Merci à vous je connaissais pas j'ai passé un bon moment c'est vrai qu'il y a un petit côté Bud Spencer ds le personnage principal, il est trop cool son petit côté badass décontracté.
Ses collègues sont marrants, ça tombe jamais dans le risible ça reste sérieux.
C'est pas trop mal tourné.
On sait jamais vraiment ce qu'on regarde un policier, un film d'action comédie, une série B mal foutue.
C'est cru ça saigne
C'est ce mélange des genres que j'apprécie
J'avais découvert grâce à vous ,Korean fried chicken que j'avais adoré.
Merci bien

Si le personnage est sympathique
11/12/2022 à 13:35

et distribue les baffes comme Bud Spencer, que ce soit The Outlaws ou même celui-ci, on est toujours dans la même recette. Les deux films ont kif kif les mêmes méchants complètement siphonnés qui plantent et découpent des gens comme ils respirent et pour les mêmes motifs, l'argent.

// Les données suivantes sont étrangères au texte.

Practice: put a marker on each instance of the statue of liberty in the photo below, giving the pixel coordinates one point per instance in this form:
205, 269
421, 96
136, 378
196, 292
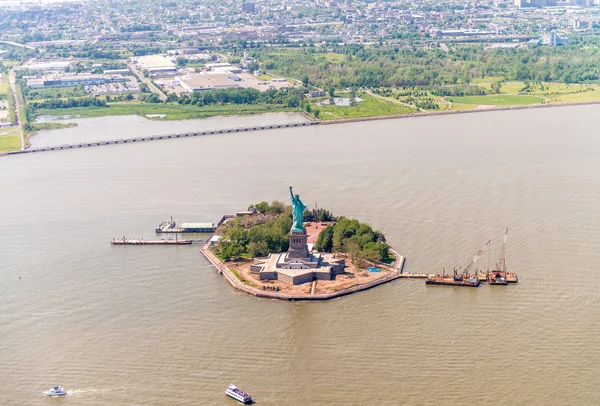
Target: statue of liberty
297, 213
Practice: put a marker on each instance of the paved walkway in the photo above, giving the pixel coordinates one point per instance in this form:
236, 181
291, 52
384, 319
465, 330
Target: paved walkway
236, 283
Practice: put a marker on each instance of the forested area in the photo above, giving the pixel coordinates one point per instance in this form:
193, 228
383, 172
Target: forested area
66, 103
268, 231
359, 66
359, 240
238, 95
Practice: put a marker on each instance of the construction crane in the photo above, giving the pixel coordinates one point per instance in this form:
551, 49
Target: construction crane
476, 257
502, 260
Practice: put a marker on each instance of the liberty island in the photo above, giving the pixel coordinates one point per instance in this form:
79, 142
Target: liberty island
308, 257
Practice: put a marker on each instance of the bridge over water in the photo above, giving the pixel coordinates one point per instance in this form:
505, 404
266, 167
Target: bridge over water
160, 137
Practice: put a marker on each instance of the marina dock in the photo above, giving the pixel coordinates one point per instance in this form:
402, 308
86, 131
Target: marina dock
138, 241
453, 280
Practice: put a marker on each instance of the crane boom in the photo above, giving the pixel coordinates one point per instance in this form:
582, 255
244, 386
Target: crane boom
502, 260
477, 256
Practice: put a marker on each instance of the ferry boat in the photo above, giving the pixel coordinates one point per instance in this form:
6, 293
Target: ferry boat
453, 280
238, 394
56, 392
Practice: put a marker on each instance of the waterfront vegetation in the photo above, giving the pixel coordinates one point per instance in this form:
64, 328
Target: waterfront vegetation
34, 127
171, 111
370, 106
371, 67
10, 139
358, 240
496, 100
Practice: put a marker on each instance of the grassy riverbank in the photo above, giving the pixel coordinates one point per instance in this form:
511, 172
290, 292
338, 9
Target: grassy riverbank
10, 139
169, 111
369, 107
49, 126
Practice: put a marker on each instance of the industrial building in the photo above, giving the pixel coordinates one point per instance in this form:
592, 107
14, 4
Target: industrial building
155, 63
74, 80
204, 81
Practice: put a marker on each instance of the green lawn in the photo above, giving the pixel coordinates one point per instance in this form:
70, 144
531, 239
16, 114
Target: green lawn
496, 100
172, 111
10, 139
5, 86
369, 107
458, 106
576, 97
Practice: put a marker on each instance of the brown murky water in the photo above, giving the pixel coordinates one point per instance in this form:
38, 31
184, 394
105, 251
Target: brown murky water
157, 326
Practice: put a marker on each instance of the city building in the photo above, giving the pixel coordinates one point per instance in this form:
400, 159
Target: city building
248, 7
203, 81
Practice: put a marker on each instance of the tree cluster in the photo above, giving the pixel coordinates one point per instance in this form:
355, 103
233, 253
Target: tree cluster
258, 240
70, 102
359, 240
238, 95
400, 67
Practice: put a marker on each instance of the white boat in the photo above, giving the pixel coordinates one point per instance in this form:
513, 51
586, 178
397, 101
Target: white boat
238, 394
56, 391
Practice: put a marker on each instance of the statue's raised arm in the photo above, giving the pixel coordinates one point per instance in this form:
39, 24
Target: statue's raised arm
297, 213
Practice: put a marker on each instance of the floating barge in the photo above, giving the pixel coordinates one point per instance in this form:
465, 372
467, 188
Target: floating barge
137, 241
499, 275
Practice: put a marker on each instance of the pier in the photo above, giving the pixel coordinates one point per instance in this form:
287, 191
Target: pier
160, 137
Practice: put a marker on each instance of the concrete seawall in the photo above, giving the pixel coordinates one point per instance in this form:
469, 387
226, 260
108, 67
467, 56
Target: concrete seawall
236, 283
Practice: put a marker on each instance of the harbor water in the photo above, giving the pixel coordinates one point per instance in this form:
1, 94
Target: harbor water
156, 325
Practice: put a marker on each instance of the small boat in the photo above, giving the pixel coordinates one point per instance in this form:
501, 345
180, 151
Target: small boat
238, 394
56, 391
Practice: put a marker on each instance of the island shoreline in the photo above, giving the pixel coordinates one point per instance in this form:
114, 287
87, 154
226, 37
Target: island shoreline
239, 285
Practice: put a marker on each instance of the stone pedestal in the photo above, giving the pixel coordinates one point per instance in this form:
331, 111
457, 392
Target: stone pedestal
298, 247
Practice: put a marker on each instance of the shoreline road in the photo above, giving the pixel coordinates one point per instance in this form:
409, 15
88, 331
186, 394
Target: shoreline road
13, 87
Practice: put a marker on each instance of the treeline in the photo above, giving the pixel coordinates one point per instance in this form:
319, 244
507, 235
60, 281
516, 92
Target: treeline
359, 66
359, 240
238, 95
67, 103
257, 240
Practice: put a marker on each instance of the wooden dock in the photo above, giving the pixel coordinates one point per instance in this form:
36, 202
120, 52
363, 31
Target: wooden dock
453, 280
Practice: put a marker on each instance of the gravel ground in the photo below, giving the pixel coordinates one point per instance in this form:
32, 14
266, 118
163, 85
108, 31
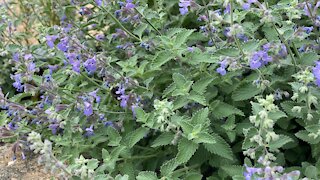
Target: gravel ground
19, 169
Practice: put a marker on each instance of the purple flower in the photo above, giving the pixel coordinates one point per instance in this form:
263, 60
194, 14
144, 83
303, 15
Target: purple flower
89, 131
31, 67
28, 56
227, 10
222, 71
90, 65
13, 126
124, 100
94, 94
16, 57
54, 128
88, 111
51, 39
17, 84
316, 73
98, 2
63, 44
246, 6
184, 4
259, 58
76, 65
308, 29
100, 37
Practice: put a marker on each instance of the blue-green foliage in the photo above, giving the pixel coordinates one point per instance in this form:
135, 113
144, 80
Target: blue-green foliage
164, 89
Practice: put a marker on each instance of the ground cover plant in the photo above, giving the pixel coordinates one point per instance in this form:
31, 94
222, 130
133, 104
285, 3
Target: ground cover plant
163, 89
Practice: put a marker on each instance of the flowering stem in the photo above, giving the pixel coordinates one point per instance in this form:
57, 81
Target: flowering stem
148, 21
118, 22
209, 19
234, 37
95, 83
287, 46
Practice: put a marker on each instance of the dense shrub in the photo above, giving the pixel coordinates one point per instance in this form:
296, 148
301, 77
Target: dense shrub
164, 89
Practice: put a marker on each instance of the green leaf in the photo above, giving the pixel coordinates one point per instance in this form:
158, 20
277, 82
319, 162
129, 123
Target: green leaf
140, 29
163, 140
141, 115
161, 58
250, 46
197, 98
233, 52
200, 117
221, 109
135, 136
147, 175
113, 136
233, 170
204, 137
245, 91
186, 150
92, 164
309, 58
168, 167
220, 148
182, 37
201, 85
311, 172
280, 142
303, 135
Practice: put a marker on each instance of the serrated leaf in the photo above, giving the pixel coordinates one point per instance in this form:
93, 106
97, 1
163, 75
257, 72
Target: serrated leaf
201, 85
200, 116
186, 150
135, 136
164, 139
233, 170
303, 135
113, 136
168, 167
204, 137
283, 140
162, 58
140, 114
147, 175
221, 109
233, 52
182, 37
244, 92
250, 46
140, 29
197, 98
220, 147
309, 58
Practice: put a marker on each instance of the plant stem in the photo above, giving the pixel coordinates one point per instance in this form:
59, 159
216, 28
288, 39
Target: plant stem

Le ton des films n'est pas tès clair. On se retrouve dans un semblant de comédie au milieu de déchaînements de violences extrêmes. Je n'ai pas compris ce manque de parti-pris.

On notera que les flics en Corée du sud ne sont pas armés - ils ont un ecanne télescopique et ils font appel à des unités armées spécialisées quand ils sont confronté aux armes àn feux - alors qu'ils doivent faire face à une délinquance motivée. Comme au Japon, comme en Angleterre ou en Nouvelle-Zélande.

Pas plus que la note de 4,5 de la critique.

bruce
10/12/2022 à 16:07

je préfère le premier je le trouve beaucoup mieux, celui-ci n'est pas trop mal non plus. j'ai entendu dire qu'il tourner actuellement le 3 et 4 en même temps.